Type 2 Diabetes Is Physically Reshaping Your Heart—Here's What Scientists Just Discovered

Type 2 diabetes physically changes the structure of your heart, disrupting how it produces energy and making it stiffer over time. Researchers at the University of Sydney examined donated human heart tissue and found that diabetes actively reshapes heart muscle at the microscopic level, helping explain why people with diabetes face much higher rates of heart failure.

How Does Diabetes Actually Change Your Heart?

The study, published in EMBO Molecular Medicine, compared heart tissue from transplant recipients with healthy donor hearts. Dr. Benjamin Hunter and Associate Professor Sean Lal discovered that diabetes creates a unique molecular fingerprint inside heart cells, particularly in patients who also had ischemic heart disease—the leading cause of heart failure.

Using advanced microscopy techniques, the researchers could see direct structural damage to heart muscle. "We've long seen a correlation between heart disease and type 2 diabetes," said Dr.

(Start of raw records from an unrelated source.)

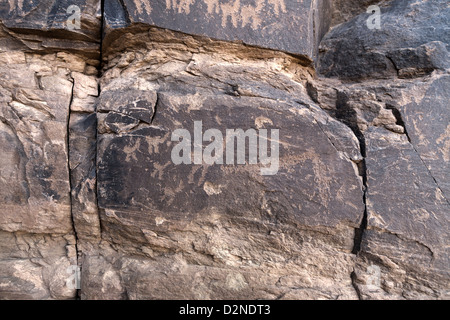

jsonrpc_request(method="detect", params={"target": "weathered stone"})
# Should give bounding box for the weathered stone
[0,0,450,299]
[0,0,101,60]
[105,0,331,58]
[319,0,450,79]
[91,28,364,299]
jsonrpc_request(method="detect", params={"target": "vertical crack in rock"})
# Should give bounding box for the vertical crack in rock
[67,76,81,299]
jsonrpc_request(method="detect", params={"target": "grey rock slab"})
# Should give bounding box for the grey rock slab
[98,92,364,240]
[318,0,450,80]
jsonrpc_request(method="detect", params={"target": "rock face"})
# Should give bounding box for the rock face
[105,0,331,57]
[0,0,450,299]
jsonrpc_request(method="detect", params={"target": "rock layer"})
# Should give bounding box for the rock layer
[0,0,450,299]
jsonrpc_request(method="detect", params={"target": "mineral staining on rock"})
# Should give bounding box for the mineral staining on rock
[0,0,450,299]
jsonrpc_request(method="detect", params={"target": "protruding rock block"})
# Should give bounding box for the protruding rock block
[105,0,331,58]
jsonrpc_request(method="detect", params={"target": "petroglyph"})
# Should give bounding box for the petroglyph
[166,0,286,30]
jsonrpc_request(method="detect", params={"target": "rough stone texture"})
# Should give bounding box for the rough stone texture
[0,0,102,60]
[105,0,331,58]
[0,1,100,299]
[0,0,450,299]
[318,0,450,80]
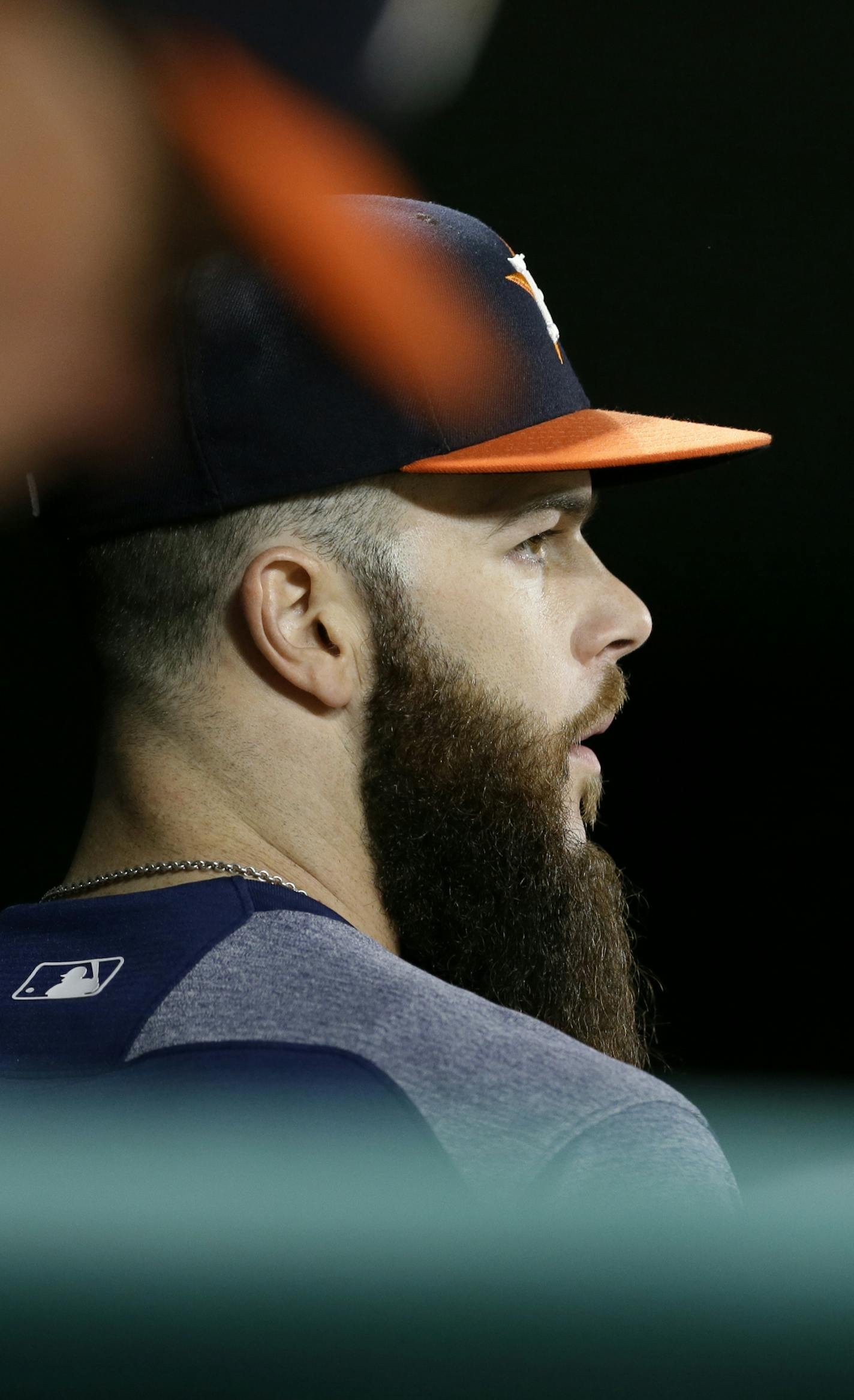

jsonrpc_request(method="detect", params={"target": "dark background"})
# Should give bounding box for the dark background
[0,0,854,1077]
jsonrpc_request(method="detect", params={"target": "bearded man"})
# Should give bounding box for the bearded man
[0,196,770,1203]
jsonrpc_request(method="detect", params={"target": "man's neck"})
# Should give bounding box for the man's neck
[62,717,398,953]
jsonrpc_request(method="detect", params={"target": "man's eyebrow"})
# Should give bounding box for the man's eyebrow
[490,490,599,535]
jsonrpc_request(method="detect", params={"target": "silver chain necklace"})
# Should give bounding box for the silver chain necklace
[39,861,308,905]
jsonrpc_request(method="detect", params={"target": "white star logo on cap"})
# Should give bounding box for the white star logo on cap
[507,253,563,364]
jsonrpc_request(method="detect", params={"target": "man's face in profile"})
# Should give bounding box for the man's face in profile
[348,472,651,1065]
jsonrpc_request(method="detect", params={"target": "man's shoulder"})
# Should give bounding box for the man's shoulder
[134,910,697,1113]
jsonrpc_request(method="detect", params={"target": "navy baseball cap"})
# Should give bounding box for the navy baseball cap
[29,194,771,542]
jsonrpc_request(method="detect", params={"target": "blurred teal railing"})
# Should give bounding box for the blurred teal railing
[0,1081,854,1400]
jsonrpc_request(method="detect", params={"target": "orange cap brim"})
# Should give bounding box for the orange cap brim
[401,409,771,473]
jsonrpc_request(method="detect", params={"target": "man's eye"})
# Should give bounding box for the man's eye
[511,529,563,563]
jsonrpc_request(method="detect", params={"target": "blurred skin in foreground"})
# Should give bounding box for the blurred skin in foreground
[0,0,504,508]
[0,0,173,481]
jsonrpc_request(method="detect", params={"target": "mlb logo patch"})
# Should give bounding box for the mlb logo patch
[11,957,125,1001]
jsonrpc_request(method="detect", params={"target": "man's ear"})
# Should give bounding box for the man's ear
[239,545,359,710]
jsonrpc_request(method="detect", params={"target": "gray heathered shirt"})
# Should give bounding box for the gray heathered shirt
[123,881,742,1215]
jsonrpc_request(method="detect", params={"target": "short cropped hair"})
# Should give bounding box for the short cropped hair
[74,476,405,720]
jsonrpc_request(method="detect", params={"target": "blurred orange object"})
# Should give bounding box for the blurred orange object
[150,31,507,422]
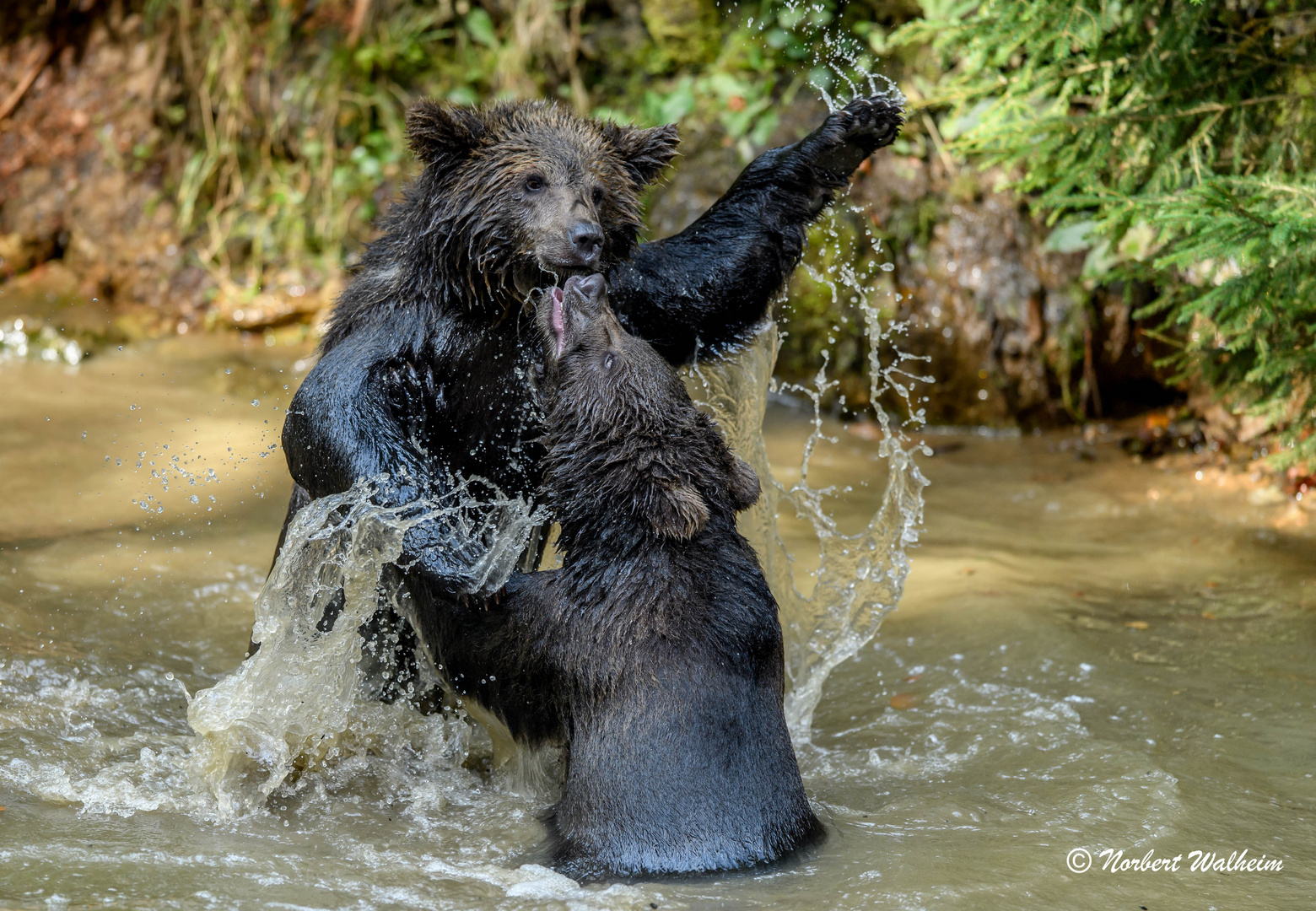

Hunter, "but this is the first research to jointly look at diabetes and ischemia heart disease and uncover a unique molecular profile in people with both conditions."

What Specific Changes Happen Inside the Heart?

Diabetes disrupts your heart in three major ways that researchers can now see and measure:

• Energy Production Problems: Diabetes reduces how sensitive heart cells are to insulin, making it harder for the heart to use glucose for fuel when it needs extra energy during heart failure
• Protein Damage: The proteins responsible for heart muscle contraction and calcium regulation are produced at lower levels, weakening the heart's pumping ability
• Fibrous Tissue Buildup: Excess scar-like tissue accumulates within the heart muscle, making it stiffer and less able to pump blood efficiently

In healthy hearts, energy comes mainly from fats, with glucose and ketones also contributing. But diabetes interferes with this process by reducing insulin sensitivity in the proteins that move glucose in and out of heart cells. "We observed that diabetes worsens the molecular characteristics of heart failure in patients with advanced heart disease and increases the stress on mitochondria—the powerhouse of the cell which produces energy," the researchers found.

Why Does This Matter for Treatment?

These findings help explain why more than 1.2 million Australians living with type 2 diabetes face such elevated heart disease risks. The research shows diabetes isn't just a risk factor—it's actively accelerating heart failure by interfering with essential biological processes.

"Now that we've linked diabetes and heart disease at the molecular level and observed how it changes energy production in the heart while also changing its structure, we can begin to explore new treatment avenues," said Associate Professor Lal. The identification of mitochondrial dysfunction and fibrosis-related pathways opens doors to new treatment approaches that could benefit millions of patients globally.

The researchers used ribonucleic acid (RNA) sequencing to confirm that many protein changes were also reflected at the gene level, particularly in pathways related to energy metabolism and tissue structure. This comprehensive approach—examining both the molecular and structural changes—provides the clearest picture yet of how diabetes physically reshapes the human heart.